From: David Schwartz
Date: Wed Nov 17 2004 - 20:20:31 EST



> As the text says, the licensee can choose the GPL version at his option,
> and he is likely to choose the one with better conditions. So, newer
> version can never limit the licensee's right, because he is always free
> to choose version 2. Therefore, successor versions can only remove
> limitations.

Your logic is totally flawed. Successor versions can certainly add
limitations.

Consider the following hypothetical, GPL version 3 allows you to relicense
the code under the FreeBSD license. Someone relicenses Linux (with lots of
later modification) under the FreeBSD license. Now people who receive the
binaries from this new stream of Linux are not entitled to the source code.

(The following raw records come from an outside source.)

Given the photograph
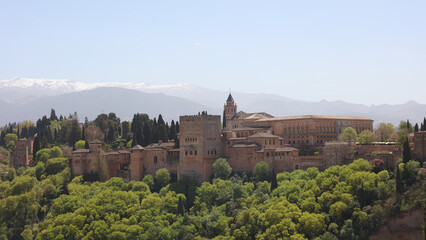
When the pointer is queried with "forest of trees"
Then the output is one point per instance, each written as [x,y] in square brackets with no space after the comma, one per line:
[343,202]
[57,131]
[46,202]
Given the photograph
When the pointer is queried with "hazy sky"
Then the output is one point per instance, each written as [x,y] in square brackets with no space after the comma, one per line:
[369,52]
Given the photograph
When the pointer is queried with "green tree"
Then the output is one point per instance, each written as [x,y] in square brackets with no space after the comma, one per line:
[80,144]
[162,177]
[274,183]
[180,206]
[36,147]
[2,139]
[221,168]
[406,152]
[348,135]
[312,224]
[366,137]
[399,185]
[261,171]
[223,119]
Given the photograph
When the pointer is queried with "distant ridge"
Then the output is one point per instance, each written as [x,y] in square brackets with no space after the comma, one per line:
[90,103]
[23,96]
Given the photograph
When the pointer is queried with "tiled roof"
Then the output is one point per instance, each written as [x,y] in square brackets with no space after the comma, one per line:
[263,135]
[312,117]
[137,147]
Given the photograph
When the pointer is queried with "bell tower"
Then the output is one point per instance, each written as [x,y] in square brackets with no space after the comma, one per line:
[230,108]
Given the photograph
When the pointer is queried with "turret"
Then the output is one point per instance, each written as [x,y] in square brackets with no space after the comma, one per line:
[230,107]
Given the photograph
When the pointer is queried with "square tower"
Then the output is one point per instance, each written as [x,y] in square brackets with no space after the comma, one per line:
[200,145]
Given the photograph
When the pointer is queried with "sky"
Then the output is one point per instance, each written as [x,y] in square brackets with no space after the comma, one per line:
[369,52]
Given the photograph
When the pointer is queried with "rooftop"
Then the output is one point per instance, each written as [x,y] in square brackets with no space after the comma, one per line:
[263,134]
[312,117]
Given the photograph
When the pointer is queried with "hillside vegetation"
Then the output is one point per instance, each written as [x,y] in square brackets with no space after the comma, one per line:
[343,202]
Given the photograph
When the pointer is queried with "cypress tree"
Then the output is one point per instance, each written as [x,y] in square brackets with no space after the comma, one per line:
[2,139]
[399,186]
[406,153]
[36,146]
[416,128]
[274,183]
[134,141]
[110,137]
[180,206]
[224,119]
[172,132]
[424,124]
[83,134]
[53,115]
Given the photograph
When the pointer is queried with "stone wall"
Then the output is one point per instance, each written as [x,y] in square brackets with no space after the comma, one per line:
[420,145]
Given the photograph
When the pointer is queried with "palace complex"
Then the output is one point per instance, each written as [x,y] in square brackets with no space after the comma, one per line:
[244,139]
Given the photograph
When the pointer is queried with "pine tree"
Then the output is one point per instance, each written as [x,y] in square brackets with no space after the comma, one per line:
[406,153]
[274,183]
[224,120]
[180,206]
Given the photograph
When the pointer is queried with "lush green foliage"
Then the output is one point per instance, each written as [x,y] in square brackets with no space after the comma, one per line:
[343,201]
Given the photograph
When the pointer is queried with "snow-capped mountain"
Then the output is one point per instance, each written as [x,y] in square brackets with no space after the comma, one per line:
[23,90]
[26,98]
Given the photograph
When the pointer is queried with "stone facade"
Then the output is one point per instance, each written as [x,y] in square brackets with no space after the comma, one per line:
[248,139]
[200,145]
[86,161]
[307,131]
[21,152]
[340,153]
[420,145]
[245,152]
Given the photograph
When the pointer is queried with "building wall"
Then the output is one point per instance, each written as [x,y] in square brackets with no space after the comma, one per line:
[118,164]
[200,145]
[21,151]
[156,159]
[420,145]
[306,131]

Not that this would ever happen, of course, but if your question is, "what
possible harm could it do", the answer is that new limitations could be put
in the newer licenses and newer code could be released with only the new
license.

When Linux opted to apply the GPL to early versions of Linux, he wasn't
concerned only with protecting that code as it existed at that instant. He
was creating the framework that shapes the future development of Linux into
the future. The "at your option" clause could be used to transfer that
contorl to the FSF.

Suppose GPL version 3 has no requirement that you make the source
available. I can then ship Linux without making any source available at all
by claiming that I'm using that later version at my option.